9 Modify query for aggregating & count rows

Querying Azure data-lake storage

1 Login on Azure

You can request an Azure subscription from IT. After activation you can log in to your new empty subscription. For this training we have created an empty subscription that we will all work in. You will have received an email from the system to login for today.

Start the process

Login to https://Portal.azure.com

2 Create a resource group

Within the subscription you can create separate groups to group parts and systems. In this workshop each participant creates his own resource so that the participants do not get in each other's way.

Open the Azure portal, in the search bar enter ‘resource groups’ without hitting enter.
In the search results, under Services, select Resource group
Select add/create to create a resource group
Subscription - choose our workshop subscription
Resource group name - use your wurid without @wur.nl
Region - Europe West
Review & create - wait until Azure created the new resource

3 Create a storage container

A data lake storage is a service to store unstructured data. Data-lake storage is unlimited scalable and has a very high availability. Data-lake storage is an unmanaged storage. With a SQL server, the (DataBase Management System) DBMS is responsible for the content of the data. The data lake is only responsible for availability.

In the search bar enter ‘storage accounts’ without hitting enter.
In the search results, under Services, select storage accounts
Select Add/create to create a** storage account**
Basics tab
- Subscription - choose our workshop subscription
- Resource group - choose your resource group
- Name - pick any globally unique name, in this tutorial, use your WurID
- Region - Europe West
- Performance - standard
- Availability - locally redundant storage (LRS)
Advanced tab
- Enable hierarchical namespace - [X] Check:
Review & Create - wait until Azure created the new resource

4 Activate Azure Synapse analytics

Azure Synapse Analytics is a limitless analytics service that brings together data integration, data warehousing, and big data analytics. Synapse analytics is a program on Azure that allows you to run queries directly on a data lake with SQL or Spark.

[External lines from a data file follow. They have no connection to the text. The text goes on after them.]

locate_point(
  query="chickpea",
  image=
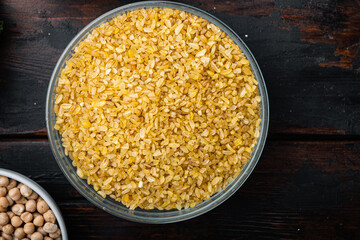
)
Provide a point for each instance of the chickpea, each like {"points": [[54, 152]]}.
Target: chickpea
{"points": [[49, 216], [8, 229], [33, 196], [25, 191], [4, 181], [26, 217], [10, 201], [38, 221], [14, 194], [37, 236], [4, 203], [50, 227], [19, 233], [4, 219], [22, 200], [42, 207], [30, 205], [18, 209], [42, 231], [29, 228], [10, 214], [12, 184], [16, 221], [3, 191], [55, 234], [6, 236]]}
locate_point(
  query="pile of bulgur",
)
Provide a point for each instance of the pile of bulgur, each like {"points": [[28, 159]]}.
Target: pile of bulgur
{"points": [[158, 108]]}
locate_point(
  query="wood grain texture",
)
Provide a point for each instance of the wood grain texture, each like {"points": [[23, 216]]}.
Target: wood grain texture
{"points": [[301, 190], [300, 47]]}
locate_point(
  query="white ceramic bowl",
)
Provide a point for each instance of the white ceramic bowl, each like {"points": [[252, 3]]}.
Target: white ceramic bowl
{"points": [[42, 193]]}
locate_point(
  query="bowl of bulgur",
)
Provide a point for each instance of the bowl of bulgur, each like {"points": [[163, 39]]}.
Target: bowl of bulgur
{"points": [[157, 112]]}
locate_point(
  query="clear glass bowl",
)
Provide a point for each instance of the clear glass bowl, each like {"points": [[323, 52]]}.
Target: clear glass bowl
{"points": [[116, 208], [42, 193]]}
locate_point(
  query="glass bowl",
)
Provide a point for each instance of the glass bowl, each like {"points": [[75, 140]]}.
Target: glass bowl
{"points": [[42, 193], [108, 204]]}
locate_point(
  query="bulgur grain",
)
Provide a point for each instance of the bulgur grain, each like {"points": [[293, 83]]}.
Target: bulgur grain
{"points": [[158, 108]]}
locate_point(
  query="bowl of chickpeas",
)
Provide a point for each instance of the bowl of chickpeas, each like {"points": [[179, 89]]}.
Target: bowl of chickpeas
{"points": [[27, 211]]}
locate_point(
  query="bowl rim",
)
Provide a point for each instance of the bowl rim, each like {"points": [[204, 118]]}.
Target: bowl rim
{"points": [[246, 170], [42, 193]]}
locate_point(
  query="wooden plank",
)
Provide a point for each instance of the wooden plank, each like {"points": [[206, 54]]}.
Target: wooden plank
{"points": [[312, 72], [301, 190]]}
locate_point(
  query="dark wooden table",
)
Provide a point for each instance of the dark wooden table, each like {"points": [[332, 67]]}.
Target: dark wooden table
{"points": [[307, 182]]}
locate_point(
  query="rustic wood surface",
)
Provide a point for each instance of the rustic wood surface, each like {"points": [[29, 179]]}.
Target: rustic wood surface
{"points": [[307, 182]]}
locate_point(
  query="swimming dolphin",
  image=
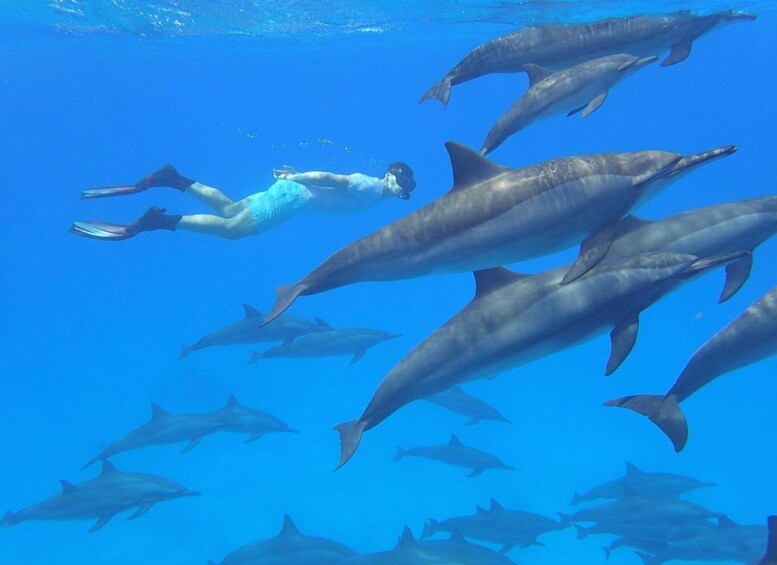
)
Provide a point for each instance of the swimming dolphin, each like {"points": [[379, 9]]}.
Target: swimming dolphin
{"points": [[565, 45], [750, 338], [496, 215], [712, 230], [251, 330], [162, 428], [640, 483], [514, 319], [582, 88], [498, 525], [102, 497], [456, 400], [456, 453], [328, 342], [290, 547], [234, 417]]}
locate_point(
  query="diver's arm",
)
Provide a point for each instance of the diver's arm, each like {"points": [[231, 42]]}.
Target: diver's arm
{"points": [[317, 178]]}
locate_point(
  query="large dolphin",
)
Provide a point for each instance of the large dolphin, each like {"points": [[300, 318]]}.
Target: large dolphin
{"points": [[251, 330], [456, 400], [582, 88], [328, 342], [162, 428], [712, 230], [456, 453], [514, 319], [750, 338], [639, 483], [496, 215], [290, 547], [564, 45], [102, 497]]}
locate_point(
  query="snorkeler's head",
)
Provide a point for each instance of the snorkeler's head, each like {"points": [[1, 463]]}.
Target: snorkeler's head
{"points": [[403, 175]]}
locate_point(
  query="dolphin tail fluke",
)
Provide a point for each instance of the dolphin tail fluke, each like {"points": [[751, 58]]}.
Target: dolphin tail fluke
{"points": [[663, 411], [185, 351], [350, 436], [439, 91], [284, 296]]}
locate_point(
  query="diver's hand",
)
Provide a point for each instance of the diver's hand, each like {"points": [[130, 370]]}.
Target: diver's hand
{"points": [[284, 173]]}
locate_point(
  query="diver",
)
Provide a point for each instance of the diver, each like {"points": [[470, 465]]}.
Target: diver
{"points": [[292, 192]]}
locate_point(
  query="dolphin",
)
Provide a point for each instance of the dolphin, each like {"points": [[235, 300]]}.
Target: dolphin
{"points": [[456, 453], [289, 547], [639, 483], [582, 88], [251, 330], [328, 342], [770, 557], [234, 417], [562, 46], [750, 338], [162, 428], [456, 400], [508, 528], [496, 215], [514, 319], [102, 497], [712, 230]]}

In the search bar enter ‘Azure synapse analytics’ without hitting enter.
In the search results, under Services, select Azure synapse analytics
Select Add to create a** Azure synapse analytics **
Basics tab - Project details
- Subscription - choose our workshop subscription
- Resource group - choose your resource group
- Managed Resource group - leave this blank
Basics tab - Workspace details
- Region - West Europe
- Select data lake storage gen2
- Select data lake gen2 - [X] From subscription
- Account name - your storage account name
- File system name
  - create new
  - name - wurid
Security tab
- Password - Choose your own password & confirm
Review & Create - While Azure is deploying the service we can follow the next step.

5 Download some dairy data

For this session we created some test-data-sets from the RIC feeding bins on Dairy Campus. The dataset contains real time weighings of the feeding bins. There are two datasets available, large one 200MB with 30 million rows and a small one 10Mb . After choosing large or small you can download the data from our public available data-lake.

The small files are in CSV format, for the large files I compressed the data with Pandas in the Parquet format.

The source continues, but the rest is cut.